ACE Spirit Week Festival is the flagship public expression of the ACE ecosystem, bringing together artists, educators, entrepreneurs, students, organizations, and community members through a shared celebration of creativity, culture, education, and excellence.
Originally emerging from the growth of ACOBE and the broader ACE vision, Spirit Week was designed to create opportunities for connection, collaboration, and community impact across disciplines. Through performances, workshops, networking experiences, cultural programming, educational sessions, volunteer initiatives, and community celebrations, the festival serves as a gathering place for individuals and organizations working to build a stronger and more connected community.
More than a festival, Spirit Week functions as a living demonstration of the ACE philosophy—creating spaces where nourish thier excellence through learning, building, contributing, and growing together. By bringing diverse communities into conversation and collaboration, the festival transforms creativity into a catalyst for belonging, opportunity, and collective impact.
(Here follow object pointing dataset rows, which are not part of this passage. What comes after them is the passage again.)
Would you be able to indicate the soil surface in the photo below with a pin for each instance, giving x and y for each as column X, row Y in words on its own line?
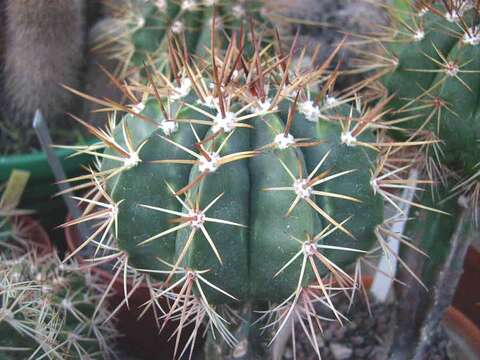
column 364, row 337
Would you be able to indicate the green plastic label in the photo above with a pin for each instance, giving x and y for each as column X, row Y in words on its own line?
column 14, row 189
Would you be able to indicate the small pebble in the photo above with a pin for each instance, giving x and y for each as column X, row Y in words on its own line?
column 340, row 351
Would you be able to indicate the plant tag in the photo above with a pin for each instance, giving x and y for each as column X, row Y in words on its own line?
column 14, row 189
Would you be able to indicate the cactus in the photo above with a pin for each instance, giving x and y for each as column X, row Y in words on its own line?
column 43, row 48
column 136, row 31
column 47, row 311
column 430, row 62
column 234, row 185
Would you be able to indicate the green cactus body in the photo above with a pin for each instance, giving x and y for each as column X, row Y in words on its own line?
column 244, row 259
column 437, row 79
column 231, row 191
column 141, row 29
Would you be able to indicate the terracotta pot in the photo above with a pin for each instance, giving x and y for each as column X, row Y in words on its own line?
column 141, row 336
column 35, row 233
column 467, row 296
column 463, row 333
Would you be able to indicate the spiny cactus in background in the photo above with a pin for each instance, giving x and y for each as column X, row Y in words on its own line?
column 49, row 311
column 430, row 61
column 136, row 31
column 239, row 179
column 43, row 48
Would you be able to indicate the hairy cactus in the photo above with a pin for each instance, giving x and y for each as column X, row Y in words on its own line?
column 47, row 311
column 432, row 67
column 234, row 182
column 43, row 49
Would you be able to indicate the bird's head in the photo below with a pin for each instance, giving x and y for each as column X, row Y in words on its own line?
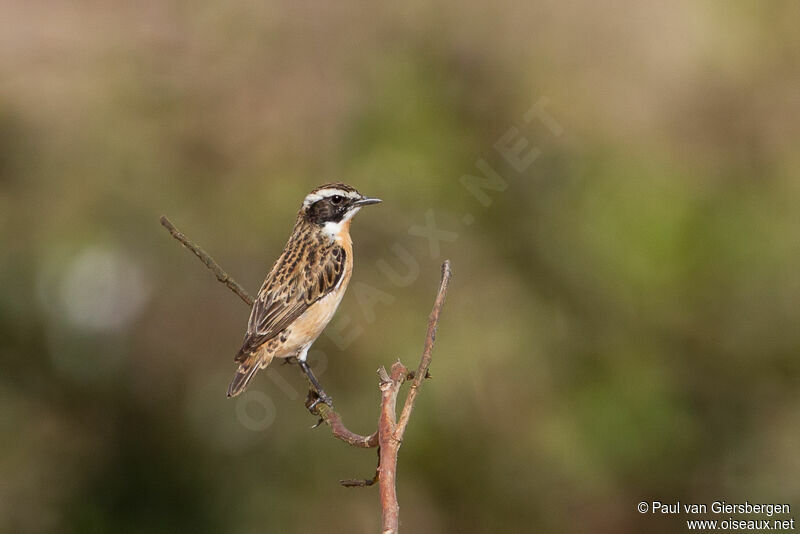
column 334, row 204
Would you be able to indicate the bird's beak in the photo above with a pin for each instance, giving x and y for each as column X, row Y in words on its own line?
column 366, row 201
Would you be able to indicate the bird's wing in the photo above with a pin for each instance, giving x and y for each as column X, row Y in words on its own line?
column 289, row 290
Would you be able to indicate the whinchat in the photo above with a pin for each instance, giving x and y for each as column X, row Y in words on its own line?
column 305, row 286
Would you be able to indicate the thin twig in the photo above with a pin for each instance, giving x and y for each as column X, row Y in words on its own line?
column 209, row 262
column 390, row 431
column 389, row 446
column 430, row 338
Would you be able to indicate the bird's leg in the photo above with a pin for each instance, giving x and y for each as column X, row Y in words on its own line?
column 321, row 395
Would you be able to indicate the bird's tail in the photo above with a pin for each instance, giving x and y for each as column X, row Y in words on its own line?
column 247, row 370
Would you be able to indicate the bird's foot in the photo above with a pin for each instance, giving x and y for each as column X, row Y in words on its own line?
column 316, row 397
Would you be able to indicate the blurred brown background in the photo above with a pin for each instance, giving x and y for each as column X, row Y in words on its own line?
column 622, row 324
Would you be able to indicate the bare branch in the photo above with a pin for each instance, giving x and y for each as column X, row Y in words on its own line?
column 209, row 262
column 389, row 446
column 334, row 421
column 430, row 338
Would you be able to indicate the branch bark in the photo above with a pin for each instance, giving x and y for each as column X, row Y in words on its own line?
column 389, row 435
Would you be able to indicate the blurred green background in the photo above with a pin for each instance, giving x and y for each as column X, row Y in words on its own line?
column 623, row 319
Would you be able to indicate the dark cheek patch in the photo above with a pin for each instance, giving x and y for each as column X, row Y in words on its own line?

ACOBE is the founding initiative that ultimately led to the creation of ACE. Originally developed as a cultural celebration centered on the richness, diversity, and excellence of the Black diaspora, ACOBE created opportunities for students, educators, artists, and community members to engage through music, storytelling, service, and cultural exchange.
While ACE has grown into a broader ecosystem, ACOBE remains an important part of its foundation and continues to influence the organization’s commitment to representation, belonging, and community-centered celebration.
CHROMATICA serves as ACE’s creative collective and artistic development initiative. Created to bring together artists, educators, students, and creators across disciplines, CHROMATICA provides opportunities for collaborative music-making, artistic exploration, performance, and creative growth.
Rooted in the belief that creativity thrives in community, CHROMATICA functions as a space where individuals can experiment, develop their craft, share ideas, and create meaningful work alongside others. Through collaborative projects, performances, recordings, and educational experiences, participants are encouraged to engage with creativity as both a personal practice and a collective experience.